What are disadvantages of lump sum investing? ›

Higher initial risk: Due to the single, larger investment, lumpsum investors often face higher initial risk. The value of the investment can experience immediate fluctuations, which could lead to substantial gains or losses.

What are the disadvantages of STP in mutual funds? ›

Disadvantages of STP

Taxation: Short term capital gain (STCG) tax is applicable on STP. This happens because units are essentially redeemed from one scheme and are invested in another scheme. The consideration of a switch as redemption prompts this capital gains tax.
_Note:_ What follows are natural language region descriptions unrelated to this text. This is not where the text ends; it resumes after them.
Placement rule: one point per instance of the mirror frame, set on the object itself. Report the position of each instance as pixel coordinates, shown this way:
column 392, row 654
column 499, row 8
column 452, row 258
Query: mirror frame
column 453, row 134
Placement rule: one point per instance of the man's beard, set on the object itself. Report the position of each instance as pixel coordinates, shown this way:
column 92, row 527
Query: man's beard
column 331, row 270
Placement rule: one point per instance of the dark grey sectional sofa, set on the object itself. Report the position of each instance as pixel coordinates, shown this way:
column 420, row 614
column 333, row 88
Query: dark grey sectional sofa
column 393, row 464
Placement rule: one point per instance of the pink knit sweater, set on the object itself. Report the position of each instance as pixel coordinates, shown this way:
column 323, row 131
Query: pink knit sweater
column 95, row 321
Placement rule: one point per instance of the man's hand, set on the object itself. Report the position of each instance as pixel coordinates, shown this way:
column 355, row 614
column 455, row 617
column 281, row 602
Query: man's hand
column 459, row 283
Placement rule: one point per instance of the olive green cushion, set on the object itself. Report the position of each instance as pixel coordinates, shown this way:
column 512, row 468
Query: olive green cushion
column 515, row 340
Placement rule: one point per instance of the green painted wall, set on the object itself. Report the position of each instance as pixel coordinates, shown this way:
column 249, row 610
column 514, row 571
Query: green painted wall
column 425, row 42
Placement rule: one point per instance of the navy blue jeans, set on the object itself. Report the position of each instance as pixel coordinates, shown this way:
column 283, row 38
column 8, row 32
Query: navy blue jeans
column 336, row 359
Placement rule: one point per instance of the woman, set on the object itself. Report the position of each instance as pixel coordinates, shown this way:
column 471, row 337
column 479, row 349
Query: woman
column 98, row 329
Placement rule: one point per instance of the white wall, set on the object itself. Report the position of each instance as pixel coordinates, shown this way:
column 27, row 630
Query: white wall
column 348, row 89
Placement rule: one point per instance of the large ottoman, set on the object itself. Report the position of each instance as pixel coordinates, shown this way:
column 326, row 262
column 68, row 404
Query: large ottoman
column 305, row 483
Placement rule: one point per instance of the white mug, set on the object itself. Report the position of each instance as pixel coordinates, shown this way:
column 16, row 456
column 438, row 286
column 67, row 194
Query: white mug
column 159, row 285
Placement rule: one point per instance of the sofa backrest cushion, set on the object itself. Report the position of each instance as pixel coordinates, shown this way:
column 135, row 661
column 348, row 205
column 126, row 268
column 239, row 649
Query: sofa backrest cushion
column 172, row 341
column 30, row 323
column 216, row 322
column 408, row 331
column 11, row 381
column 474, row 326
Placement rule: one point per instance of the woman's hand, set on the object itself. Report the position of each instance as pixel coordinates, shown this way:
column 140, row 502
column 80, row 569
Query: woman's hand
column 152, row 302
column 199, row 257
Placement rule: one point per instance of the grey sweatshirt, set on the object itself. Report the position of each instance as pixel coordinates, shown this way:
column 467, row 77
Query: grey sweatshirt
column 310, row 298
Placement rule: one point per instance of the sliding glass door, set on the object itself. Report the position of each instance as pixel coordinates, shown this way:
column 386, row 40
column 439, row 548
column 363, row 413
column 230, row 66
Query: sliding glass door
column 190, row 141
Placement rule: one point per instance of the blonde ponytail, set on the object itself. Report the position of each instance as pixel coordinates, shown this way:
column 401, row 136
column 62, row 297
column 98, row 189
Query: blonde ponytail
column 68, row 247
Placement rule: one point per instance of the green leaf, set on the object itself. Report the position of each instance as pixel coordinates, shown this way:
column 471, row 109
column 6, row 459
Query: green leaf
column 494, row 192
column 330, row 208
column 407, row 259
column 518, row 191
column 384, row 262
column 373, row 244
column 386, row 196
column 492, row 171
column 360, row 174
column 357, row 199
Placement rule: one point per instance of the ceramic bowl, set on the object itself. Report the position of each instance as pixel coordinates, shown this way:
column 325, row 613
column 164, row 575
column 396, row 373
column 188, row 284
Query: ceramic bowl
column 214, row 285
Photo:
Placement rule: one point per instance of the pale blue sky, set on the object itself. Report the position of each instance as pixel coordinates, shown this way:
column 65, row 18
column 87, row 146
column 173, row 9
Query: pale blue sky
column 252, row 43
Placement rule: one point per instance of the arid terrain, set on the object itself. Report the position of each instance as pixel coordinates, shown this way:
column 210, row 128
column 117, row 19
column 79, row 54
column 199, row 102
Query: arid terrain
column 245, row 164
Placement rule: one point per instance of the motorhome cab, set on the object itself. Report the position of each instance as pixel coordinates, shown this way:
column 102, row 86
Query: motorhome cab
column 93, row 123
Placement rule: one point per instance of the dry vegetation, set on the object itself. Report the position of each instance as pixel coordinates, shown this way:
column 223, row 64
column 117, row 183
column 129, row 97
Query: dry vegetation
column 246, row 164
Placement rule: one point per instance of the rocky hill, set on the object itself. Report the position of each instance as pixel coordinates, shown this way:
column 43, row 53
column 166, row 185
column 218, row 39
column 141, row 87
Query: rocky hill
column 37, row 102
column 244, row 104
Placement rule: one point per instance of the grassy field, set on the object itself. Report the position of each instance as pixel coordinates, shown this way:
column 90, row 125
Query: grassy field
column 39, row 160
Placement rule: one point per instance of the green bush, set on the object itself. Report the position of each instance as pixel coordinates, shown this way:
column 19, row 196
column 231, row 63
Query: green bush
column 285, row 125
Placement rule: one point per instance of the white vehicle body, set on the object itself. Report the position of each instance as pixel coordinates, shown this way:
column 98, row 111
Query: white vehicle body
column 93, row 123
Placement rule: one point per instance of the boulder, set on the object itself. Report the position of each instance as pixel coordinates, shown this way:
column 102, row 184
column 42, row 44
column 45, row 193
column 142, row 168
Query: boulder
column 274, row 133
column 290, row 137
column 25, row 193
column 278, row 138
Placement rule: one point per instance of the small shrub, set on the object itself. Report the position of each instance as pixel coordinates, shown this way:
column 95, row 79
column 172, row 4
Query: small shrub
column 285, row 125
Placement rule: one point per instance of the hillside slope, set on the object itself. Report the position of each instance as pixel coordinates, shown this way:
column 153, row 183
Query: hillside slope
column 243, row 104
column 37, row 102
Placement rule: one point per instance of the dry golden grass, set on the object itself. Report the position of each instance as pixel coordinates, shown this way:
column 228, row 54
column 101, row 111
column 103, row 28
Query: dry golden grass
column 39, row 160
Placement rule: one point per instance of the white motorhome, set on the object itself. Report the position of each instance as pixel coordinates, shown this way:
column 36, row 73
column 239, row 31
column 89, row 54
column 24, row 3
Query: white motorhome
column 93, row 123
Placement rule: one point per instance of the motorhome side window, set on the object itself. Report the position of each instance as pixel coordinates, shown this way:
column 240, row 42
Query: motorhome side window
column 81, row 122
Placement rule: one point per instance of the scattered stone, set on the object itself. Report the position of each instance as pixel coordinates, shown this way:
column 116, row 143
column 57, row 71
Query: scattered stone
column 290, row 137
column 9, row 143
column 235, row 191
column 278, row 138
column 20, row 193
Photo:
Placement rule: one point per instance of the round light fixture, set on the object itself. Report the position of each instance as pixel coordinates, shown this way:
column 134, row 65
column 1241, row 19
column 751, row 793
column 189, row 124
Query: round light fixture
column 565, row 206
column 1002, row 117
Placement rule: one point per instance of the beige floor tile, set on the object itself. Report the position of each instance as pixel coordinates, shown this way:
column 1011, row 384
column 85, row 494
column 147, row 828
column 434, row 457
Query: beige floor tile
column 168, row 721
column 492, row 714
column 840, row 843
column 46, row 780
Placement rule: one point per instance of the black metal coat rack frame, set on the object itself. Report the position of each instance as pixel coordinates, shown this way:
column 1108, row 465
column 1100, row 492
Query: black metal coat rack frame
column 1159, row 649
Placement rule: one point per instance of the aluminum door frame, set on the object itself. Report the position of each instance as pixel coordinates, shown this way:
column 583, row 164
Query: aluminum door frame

Why is STP important in mutual funds? ›

A systematic transfer plan or simply STP is a type of plan facilitating the investment of a given sum amount into the mutual funds in a specific way. This plan gives investors the power to shift their investment from one resource to another thereby providing safety from the fluctuations happening in the market.

How STP is better than SIP? ›

SIPs are ideal for long-term investors who want to invest on a regular basis. STP, on the other hand, can be used for the same purpose. However, one must put a big sum of money into a fund and then transfer it monthly for a set length of time. SIPs are better suited to investors who have a lump sum of money to invest.